Web reading perceptions
A few weeks ago I was talking with a few friends and subject of You Tube video came up, along with the fact that I watch a LOT of them. In this discussion I referenced specifically that a thirty minute documentary of the Stanford Prison experiment, conducted and filmed in 1971, is available on YouTube in three installments. My friend Jeff snorted and said, “I don’t have time to waste in front of the computer.” Beyond that fact that, from a time management perspective this simply isn’t true (he does choose to spend a few hours a week sipping whiskey and listening vintage country music LPs) it also was another example of an attitude I see a lot in both my professional as well as personal life: that serious things don’t happen on the internet.
A recent study conducted by Licht and Martin at Iowa State University and published in the Journal of Applied Communications looked at how corn farmers use media. When asked about web-based sources, one focus-group subject said, “You don’t have time to play around with the computer to see what’s going on.” Similar sentiments were expressed in a survey of Michigan Dairy Farmers conducted by my office in 2006. One farmer wrote in the margins of his (no gender pro-noun bias here, I just checked the form and the respondent identified as male) survey, “I don’t have time to read on the computer. My reading is done in print- hobby reading.” Additionally, I’ve been trying to develop more web specific content for the dairy extension publication I work on, and on two occasions authors have been offended when I suggested their work would be more useful in an online environment than print- they see the web as junior varsity venue for writing.
And of course there holes in these attitudes. The process of reading online doesn’t take any longer than reading printed materials. Studies show that we read a little slower on a screen, but the text is usually shorter, and we scan information more. From the academic publishing angle, there are several respected online-only journals in my field, notably the Journal of Extension and the Journal of Agricultural Education Online.
Those facts don’t negate the perception that reading/writing online is an inferior activity to printed materials, though. They fact is that Jeff, the friend who scoffs at YouTube, has preference for watching things on television as opposed to the computer and he firmly believes that preference is based on a matter of time and availability. I know he’s also never listened to InsectaPod Cast, and it’s mostly because he doens’t identify as an Internet Person.
It’s inarguable that the number of people who use the internet to access information continues to grow as access areas and speeds increase, but it’s important for me to be reminded form time to time that there remain lots of people out there who aren’t inclined to access web-based information regardless of issues related to the digital divide: They just don’t trust it, or like it, or maybe something else. Figuring out ways to change those perceptions would be a huge accomplishment, but is it possible?
robin on 24 Mar 2008 at 9:50 am #
Page looks great. I’ve been reading through a feed and just discovered the new layout.
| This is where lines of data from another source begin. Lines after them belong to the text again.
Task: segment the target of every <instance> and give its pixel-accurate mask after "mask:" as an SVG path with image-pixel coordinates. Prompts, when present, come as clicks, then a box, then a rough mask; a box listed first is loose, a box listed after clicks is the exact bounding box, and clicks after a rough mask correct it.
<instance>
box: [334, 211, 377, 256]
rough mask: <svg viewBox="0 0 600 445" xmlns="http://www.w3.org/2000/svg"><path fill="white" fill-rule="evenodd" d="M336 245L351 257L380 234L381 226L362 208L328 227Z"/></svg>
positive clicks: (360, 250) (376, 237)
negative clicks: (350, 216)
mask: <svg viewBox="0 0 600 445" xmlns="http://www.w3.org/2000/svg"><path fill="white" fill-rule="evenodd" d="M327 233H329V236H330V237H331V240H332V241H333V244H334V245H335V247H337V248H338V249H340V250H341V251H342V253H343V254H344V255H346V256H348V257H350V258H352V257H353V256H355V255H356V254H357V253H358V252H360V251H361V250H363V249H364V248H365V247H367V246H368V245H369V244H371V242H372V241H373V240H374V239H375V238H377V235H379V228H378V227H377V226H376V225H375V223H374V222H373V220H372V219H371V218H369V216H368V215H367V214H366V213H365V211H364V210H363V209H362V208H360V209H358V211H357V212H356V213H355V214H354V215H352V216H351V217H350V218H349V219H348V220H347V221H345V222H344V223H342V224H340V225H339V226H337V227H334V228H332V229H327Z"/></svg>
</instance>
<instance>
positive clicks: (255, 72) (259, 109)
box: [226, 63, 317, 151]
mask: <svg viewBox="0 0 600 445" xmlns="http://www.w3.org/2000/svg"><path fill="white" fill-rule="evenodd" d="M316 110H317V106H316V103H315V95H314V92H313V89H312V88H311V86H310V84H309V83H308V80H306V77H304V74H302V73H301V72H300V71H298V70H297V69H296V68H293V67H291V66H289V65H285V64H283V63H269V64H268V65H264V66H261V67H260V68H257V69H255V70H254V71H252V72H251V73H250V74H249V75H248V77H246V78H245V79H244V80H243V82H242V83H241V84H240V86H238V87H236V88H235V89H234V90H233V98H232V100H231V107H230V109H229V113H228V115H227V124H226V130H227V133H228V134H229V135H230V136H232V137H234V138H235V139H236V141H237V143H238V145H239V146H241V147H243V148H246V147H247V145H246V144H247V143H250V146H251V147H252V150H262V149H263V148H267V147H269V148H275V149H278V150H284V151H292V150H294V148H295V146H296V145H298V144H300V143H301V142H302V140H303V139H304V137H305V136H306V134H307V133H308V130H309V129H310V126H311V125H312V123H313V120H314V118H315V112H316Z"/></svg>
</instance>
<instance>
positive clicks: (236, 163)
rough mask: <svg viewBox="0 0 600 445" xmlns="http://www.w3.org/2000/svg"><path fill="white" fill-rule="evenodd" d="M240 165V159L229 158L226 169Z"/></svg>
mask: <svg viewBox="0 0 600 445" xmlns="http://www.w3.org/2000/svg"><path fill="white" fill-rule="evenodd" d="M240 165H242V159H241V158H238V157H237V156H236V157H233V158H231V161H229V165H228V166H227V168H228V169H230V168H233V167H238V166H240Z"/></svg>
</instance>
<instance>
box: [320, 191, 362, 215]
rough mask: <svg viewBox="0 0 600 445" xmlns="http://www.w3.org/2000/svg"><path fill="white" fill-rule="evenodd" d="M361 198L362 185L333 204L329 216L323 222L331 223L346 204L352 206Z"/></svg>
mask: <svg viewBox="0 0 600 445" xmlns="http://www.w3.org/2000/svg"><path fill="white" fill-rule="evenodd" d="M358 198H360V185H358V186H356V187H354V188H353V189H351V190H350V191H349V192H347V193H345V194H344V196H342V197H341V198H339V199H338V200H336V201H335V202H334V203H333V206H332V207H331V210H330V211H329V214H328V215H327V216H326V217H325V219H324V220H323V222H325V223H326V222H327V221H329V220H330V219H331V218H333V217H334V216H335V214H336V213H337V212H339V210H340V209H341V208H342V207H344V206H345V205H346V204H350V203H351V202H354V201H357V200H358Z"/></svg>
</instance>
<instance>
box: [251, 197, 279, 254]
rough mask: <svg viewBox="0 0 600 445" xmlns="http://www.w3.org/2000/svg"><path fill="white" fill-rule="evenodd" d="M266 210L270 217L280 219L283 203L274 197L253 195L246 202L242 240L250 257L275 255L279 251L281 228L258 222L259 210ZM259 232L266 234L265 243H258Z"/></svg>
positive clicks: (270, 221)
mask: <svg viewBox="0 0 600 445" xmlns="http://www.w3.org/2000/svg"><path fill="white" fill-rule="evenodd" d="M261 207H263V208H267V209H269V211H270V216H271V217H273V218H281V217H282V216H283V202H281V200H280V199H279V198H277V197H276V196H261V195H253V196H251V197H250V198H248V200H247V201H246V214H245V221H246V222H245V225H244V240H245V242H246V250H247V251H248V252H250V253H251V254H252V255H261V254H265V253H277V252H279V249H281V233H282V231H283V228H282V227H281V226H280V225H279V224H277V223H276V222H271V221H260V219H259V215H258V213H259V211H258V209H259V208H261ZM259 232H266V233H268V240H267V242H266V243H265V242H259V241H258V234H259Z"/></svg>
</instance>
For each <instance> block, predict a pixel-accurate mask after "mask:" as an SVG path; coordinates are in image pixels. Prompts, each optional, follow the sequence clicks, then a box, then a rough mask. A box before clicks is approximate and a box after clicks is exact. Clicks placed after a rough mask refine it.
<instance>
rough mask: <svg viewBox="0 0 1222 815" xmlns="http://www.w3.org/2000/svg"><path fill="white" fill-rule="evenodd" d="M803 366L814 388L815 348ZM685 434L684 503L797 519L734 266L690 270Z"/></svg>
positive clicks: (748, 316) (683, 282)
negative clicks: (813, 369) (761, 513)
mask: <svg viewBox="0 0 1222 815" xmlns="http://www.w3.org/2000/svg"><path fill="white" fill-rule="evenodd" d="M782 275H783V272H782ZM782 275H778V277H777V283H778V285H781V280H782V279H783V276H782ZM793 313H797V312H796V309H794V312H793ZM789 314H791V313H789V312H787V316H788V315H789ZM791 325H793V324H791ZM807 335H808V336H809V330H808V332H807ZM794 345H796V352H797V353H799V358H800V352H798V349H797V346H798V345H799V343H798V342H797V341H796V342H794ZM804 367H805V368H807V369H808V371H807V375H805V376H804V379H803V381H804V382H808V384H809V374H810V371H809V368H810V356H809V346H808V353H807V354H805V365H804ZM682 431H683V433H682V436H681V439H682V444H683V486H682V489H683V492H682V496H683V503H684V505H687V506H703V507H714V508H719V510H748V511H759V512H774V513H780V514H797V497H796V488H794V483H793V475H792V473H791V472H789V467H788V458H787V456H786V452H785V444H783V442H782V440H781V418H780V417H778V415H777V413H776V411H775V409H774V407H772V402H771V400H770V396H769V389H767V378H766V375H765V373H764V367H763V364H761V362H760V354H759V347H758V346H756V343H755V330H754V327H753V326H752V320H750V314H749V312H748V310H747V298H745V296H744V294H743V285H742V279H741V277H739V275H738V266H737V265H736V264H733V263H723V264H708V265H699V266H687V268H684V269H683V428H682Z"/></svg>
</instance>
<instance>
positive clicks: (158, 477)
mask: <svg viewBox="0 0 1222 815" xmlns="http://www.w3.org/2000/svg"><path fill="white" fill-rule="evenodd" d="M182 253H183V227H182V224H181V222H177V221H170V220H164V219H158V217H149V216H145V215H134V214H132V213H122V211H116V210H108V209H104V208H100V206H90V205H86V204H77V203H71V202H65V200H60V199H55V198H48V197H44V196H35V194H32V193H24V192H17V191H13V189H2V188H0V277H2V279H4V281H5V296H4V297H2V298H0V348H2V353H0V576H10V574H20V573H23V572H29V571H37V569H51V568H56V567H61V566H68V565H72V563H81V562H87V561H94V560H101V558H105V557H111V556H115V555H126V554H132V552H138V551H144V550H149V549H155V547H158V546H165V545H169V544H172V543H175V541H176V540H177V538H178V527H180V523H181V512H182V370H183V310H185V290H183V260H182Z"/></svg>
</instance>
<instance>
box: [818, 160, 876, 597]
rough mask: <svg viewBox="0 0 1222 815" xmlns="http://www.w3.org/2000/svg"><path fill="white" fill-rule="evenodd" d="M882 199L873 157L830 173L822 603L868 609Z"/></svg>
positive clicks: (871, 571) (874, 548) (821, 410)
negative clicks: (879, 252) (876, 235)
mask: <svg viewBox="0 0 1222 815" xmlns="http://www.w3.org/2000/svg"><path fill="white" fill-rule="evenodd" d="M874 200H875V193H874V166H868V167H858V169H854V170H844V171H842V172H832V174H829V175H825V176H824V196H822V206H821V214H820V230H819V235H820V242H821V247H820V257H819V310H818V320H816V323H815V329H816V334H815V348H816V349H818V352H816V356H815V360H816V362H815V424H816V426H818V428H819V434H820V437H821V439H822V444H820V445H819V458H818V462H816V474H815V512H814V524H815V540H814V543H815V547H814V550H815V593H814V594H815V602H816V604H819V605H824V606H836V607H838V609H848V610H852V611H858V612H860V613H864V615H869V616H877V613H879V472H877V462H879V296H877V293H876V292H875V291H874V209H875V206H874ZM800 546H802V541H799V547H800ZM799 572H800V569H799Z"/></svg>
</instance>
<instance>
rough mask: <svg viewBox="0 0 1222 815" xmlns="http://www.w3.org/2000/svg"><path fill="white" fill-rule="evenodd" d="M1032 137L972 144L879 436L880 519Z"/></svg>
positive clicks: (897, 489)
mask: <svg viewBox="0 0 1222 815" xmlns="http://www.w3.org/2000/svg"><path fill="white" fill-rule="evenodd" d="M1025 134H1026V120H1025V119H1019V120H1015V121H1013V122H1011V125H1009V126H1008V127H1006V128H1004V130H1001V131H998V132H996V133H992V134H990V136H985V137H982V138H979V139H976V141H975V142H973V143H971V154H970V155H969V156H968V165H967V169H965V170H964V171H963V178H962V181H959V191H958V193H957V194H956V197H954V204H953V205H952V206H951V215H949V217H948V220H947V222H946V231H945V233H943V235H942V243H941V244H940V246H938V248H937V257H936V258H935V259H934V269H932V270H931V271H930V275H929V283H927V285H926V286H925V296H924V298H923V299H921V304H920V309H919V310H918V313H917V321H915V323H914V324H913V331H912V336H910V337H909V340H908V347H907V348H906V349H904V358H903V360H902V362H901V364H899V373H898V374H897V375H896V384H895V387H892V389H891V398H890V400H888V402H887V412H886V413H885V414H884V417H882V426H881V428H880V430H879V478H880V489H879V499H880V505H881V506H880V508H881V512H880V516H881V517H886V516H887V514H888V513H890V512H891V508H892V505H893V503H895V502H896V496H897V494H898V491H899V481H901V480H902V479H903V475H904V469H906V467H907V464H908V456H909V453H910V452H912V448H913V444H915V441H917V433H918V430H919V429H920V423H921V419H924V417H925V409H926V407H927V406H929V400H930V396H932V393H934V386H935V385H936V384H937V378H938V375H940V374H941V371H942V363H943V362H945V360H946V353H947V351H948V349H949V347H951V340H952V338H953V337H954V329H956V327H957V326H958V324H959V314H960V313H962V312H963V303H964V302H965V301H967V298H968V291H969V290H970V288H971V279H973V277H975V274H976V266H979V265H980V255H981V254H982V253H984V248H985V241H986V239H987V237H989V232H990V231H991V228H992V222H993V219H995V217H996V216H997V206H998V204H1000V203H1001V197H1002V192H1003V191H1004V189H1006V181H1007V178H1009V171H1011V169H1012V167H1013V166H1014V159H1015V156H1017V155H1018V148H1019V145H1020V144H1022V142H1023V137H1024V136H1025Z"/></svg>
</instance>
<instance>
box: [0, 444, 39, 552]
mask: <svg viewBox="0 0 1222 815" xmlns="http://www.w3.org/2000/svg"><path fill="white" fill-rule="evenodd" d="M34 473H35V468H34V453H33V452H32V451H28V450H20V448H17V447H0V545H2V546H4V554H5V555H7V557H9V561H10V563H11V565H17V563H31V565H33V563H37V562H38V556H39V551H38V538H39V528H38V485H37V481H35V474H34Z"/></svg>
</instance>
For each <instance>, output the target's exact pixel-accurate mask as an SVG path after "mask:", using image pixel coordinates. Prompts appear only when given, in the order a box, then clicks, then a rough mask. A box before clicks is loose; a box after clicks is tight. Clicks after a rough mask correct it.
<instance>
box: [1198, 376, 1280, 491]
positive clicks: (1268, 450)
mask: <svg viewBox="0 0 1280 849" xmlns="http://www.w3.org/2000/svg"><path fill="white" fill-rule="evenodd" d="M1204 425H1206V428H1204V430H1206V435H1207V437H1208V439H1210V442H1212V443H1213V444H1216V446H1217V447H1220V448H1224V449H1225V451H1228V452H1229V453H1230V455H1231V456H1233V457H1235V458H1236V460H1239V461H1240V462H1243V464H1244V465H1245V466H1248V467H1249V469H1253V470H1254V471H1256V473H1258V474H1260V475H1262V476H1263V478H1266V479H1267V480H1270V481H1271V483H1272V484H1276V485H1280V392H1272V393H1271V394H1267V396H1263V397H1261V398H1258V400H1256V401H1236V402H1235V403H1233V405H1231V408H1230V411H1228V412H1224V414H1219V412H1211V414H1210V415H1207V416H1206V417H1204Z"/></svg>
Jeff might also not identify as a “bug person,” and if InsectaPod Cast were mostly about new ways of getting people thinking about whiskey and vintage LPs, he might be more inclined.
Professionally, I am tasked with motivating people who want to be environmentally active to stop writing letters to elected decisionmakers at the kitchen table and start hitting “send” online, using my employer’s website as a place to view different eco-actions.
A lot of times I’ll have an email from someone letting me know that he or she used my form letter text, printed it out, and mailed or faxed it to the appropriate party. They recognize that original content is not important, and that my employer benefits from knowing how many people take action, and they are interested in the internet enough not only to come to my website to find the actions, but also to email me directly letting me know they did so, which means a fairly thorough search of the website map.
I judge these activists’ intelligence harshly in these situations, but ultimately my job is about making it possible for people who care about eco issues to be able to use the internet to get active in a way that is comfortable for them. That said, I’m throwing buckets of money at a consultant right now to get a stupid “printer friendly” version of all my actions. This involved a two hour meeting about whether or not it was “on message” for an environmental group to encourage printing, mailing, or faxing unnecessarily. Decision: It’s not, but necessary regardless.